The orbital ellipticity of satellite galaxies and the mass of the Milky Way

Abstract

We use simulations of Milky Way-sized dark matter haloes from the Aquarius Project to investigate the orbits of substructure haloes likely, according to a semi-analytic galaxy formation model, to host luminous satellites. These tend to populate the most massive subhaloes and are on more radial orbits than the majority of subhaloes found within the halo virial radius. One reason for this (mild) kinematic bias is that many low-mass subhaloes have apocentres that exceed the virial radius of the main host; they are thus excluded from subhalo samples identified within the virial boundary, reducing the number of subhalos on radial orbits. Two other factors contributing to the difference in orbital shape between dark and luminous subhaloes are their dynamical evolution after infall, which affects more markedly low-mass (dark) subhaloes, and a weak dependence of ellipticity on the redshift of first infall.

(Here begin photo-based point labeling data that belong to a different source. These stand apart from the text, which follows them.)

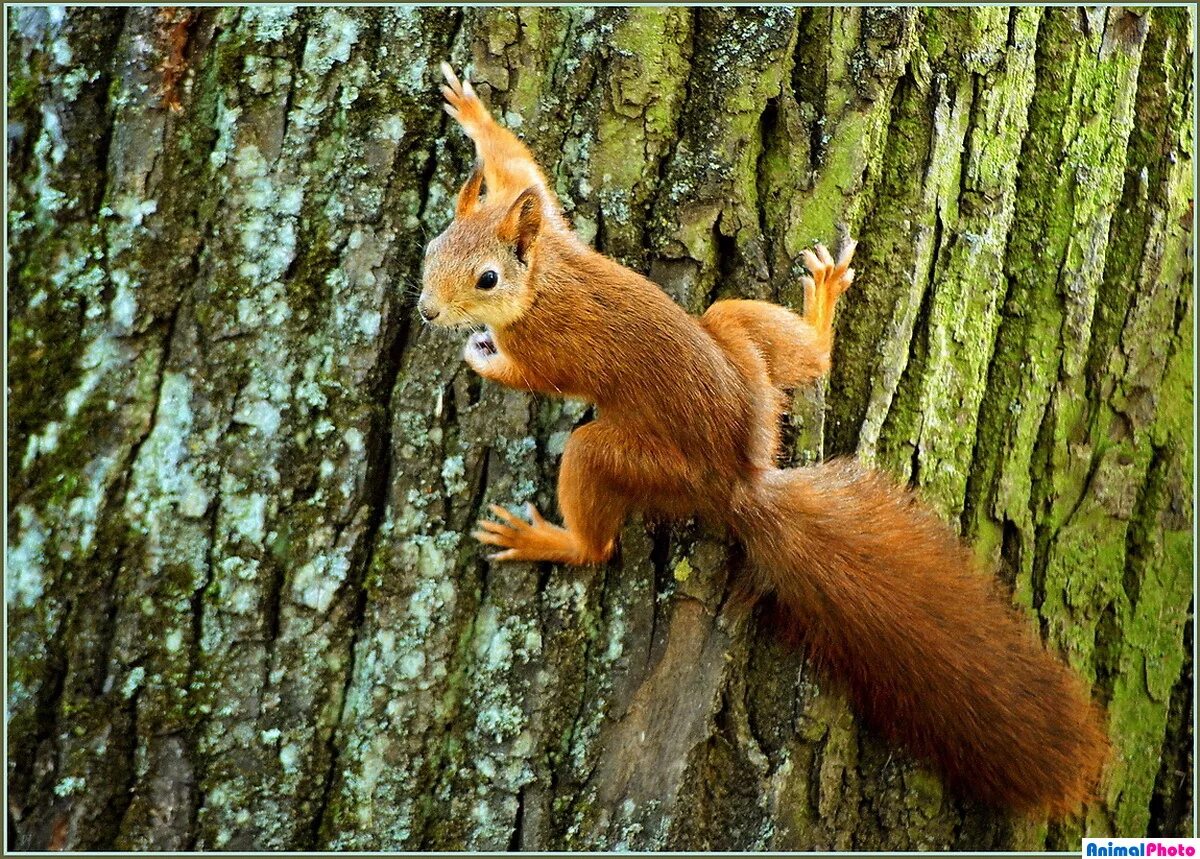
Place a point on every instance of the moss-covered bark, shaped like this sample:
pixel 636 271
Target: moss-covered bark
pixel 243 608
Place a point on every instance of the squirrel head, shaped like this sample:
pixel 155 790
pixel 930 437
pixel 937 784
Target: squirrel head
pixel 477 272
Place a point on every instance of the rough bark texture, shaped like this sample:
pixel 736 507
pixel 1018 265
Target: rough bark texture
pixel 243 608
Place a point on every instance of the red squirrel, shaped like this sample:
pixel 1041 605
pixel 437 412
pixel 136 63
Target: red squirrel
pixel 887 598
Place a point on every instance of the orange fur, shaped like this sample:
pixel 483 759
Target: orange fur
pixel 887 596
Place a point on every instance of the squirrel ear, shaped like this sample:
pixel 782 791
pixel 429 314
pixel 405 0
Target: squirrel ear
pixel 468 197
pixel 522 222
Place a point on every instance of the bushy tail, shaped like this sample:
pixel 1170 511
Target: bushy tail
pixel 894 605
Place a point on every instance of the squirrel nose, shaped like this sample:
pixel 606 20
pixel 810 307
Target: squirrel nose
pixel 426 313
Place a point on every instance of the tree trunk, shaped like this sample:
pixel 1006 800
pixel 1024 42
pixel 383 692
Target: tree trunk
pixel 244 608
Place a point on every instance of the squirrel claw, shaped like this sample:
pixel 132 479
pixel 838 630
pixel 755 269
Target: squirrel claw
pixel 461 101
pixel 534 540
pixel 829 280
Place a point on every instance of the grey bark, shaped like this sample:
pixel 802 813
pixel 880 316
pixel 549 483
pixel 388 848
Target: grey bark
pixel 244 608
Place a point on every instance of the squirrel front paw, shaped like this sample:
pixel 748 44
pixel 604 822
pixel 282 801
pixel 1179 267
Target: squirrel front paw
pixel 534 540
pixel 462 103
pixel 480 352
pixel 829 280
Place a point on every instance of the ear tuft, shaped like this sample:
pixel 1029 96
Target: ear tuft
pixel 523 222
pixel 468 197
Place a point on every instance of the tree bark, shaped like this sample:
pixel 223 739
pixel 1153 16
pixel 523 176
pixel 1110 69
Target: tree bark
pixel 244 608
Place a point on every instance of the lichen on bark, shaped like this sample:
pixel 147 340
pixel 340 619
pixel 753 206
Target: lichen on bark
pixel 244 608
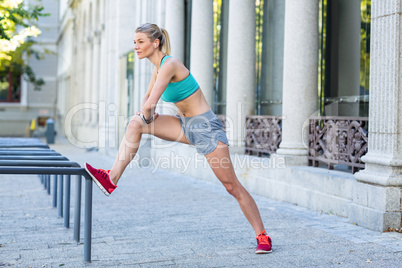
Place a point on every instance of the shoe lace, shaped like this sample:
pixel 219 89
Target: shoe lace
pixel 104 173
pixel 263 238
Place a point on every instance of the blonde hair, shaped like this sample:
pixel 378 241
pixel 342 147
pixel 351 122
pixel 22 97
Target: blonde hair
pixel 154 32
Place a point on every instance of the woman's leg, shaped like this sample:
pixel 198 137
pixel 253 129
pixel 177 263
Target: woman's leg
pixel 221 165
pixel 166 127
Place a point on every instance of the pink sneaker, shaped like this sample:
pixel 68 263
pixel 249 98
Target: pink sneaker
pixel 101 178
pixel 264 244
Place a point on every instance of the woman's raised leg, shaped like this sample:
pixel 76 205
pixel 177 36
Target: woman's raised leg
pixel 166 127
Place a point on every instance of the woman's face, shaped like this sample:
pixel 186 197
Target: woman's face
pixel 143 45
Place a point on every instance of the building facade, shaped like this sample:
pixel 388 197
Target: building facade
pixel 23 103
pixel 270 63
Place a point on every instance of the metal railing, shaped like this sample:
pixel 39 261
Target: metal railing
pixel 31 156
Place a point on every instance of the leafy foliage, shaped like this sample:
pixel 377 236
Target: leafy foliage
pixel 17 32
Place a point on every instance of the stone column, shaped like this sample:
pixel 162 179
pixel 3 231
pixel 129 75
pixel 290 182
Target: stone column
pixel 175 26
pixel 300 74
pixel 377 196
pixel 95 76
pixel 202 56
pixel 240 70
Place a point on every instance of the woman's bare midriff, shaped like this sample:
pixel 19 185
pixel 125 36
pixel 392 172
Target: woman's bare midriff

The ellipticity distribution of luminous satellites exhibits little halo-to-halo scatter and it may therefore be compared fruitfully with that of Milky Way satellites. Since the latter depends sensitively on the total mass of the Milky Way we can use the predicted distribution of satellite ellipticities to place constraints on this important parameter. Using the latest estimates of position and velocity of dwarfs compiled from the literature, we find that the most likely Milky Way mass lies in the range $6 \times 10^{11} M_{\odot} < M_{200} < 3.1 \times 10^{12} M_{\odot}$, with a best fit value of $M_{200} = 1.1 \times 10^{12} M_{\odot}$. This value is consistent with Milky Way mass estimates based on dynamical tracers or the timing argument.